At Bell Laboratories, he designed software agents that were embedded in electromechanical billing equipment throughout the US, to recognize fault patterns and direct repair work.

At TASC (The Analytic Sciences Corporation) he led a division that contributed to a revolution in large-scale map making, using digital image processing and pattern recognition to replace film and microscopes.

As Director of Engineering at Lockheed Martin Advanced Simulation, he led the development of distributed, virtual simulations that allowed humans to interact with AI-controlled forces on the virtual battlefield.

As Vice President and General Manager at Atlantic Aerospace, he led the development of systems based on recognizing patterns in signals and images, including equipment installed on nuclear submarines and video tracking of pitched baseballs to assess MLB umpire performance.

At BAE Systems, he led the Deep Green project, a $40M project to automate military planning using AI, sponsored by the Defense Advanced Research Projects agency.

While at Thinking Teams, his current organization, he has supplemented his Organization Development work by learning computer languages currently used in AI development (Python, Swift, TensorFlow, Keras), and becoming certified in multiple aspects of deep neural networks (dense, convolutional, and recurrent networks; hyper-parameter tuning).
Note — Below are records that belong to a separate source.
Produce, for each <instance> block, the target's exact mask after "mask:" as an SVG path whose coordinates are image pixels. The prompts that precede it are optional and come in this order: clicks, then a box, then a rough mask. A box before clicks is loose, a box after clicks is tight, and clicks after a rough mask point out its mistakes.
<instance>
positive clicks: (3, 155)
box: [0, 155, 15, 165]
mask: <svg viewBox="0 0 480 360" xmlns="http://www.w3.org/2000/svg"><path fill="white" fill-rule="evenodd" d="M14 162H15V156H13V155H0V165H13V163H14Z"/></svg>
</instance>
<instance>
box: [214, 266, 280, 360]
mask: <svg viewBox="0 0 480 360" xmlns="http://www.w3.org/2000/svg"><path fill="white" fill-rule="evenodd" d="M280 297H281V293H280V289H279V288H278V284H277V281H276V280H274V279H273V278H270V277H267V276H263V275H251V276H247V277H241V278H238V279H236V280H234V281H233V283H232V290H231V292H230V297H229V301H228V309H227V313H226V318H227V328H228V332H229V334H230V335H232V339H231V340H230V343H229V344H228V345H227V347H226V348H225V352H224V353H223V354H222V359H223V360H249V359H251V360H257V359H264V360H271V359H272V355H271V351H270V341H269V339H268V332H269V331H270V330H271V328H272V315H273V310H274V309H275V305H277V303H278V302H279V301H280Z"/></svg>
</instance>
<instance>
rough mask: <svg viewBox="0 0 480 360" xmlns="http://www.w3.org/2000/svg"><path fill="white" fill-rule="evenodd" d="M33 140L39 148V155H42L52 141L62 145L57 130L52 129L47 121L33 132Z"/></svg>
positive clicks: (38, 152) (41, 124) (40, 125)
He has also spoken in the US and internationally on the impact of AI on the workplace and society as a whole.

Below are some examples from this work.

Organization Development in the Time of AI

A virtual presentation given June 2020 for Organization Development Network Oregon.

Emergency Benefits and Risks of Artificial Intelligence

Presentation at the TIEMS 2019 Annual Conference in Goyang, Korea:

Video Baseball Pitch Tracking

Visual pattern recognition from digital video can be used to track baseball pitches, and together with video measurement of batter stance, show whether a pitch is a ball or a strike. Our system was used to enhance television broadcasts in the US and internationally, and it was used by Major League Baseball in the US to evaluate umpires. At first the umpire union objected, and Dr. Robertson was called as an expert witness to testify before lawyers in a labor dispute. Eventually, use of the system was accepted by the umpires.

Multispectral Image Partitioning

The LANDSAT 1 satellite sent digital images from space, showing the reflectance of the earth in four spectral or ‘color’ bands. These images arrived as streams of numbers, four reflectance values for each 30 meter patch of earth. Statistical techniques had been developed to classify materials on the earth’s surface based on distinctive patterns in the four numbers, however these methods were not able to take advantage of shape and texture, hugely important to human photo interpretation. Dr. Robertson developed a technique to ‘partition’ the digital image stream into areas of uniform reflectance or texture, so that shape and texture could be used in the automatic classification process.

Modeling a Cockroach Stretch Receptor

The nervous systems of humans and cockroaches share a common architectural element – neurons. Understanding neurons is important to understanding human brains and intelligence. Cockroach neurons are easier to study, because they a big, and an individual neurons can be more easily instrumented and recorded. To better understand what goes on inside a neuron, we built a circuit on an analog computer that was able to produce a series of pulses in response to a stimulus pattern, that was the same series of pulse as produced by a cockroach neuron when its stretch receptor is stretched and released with the same stimulus pattern.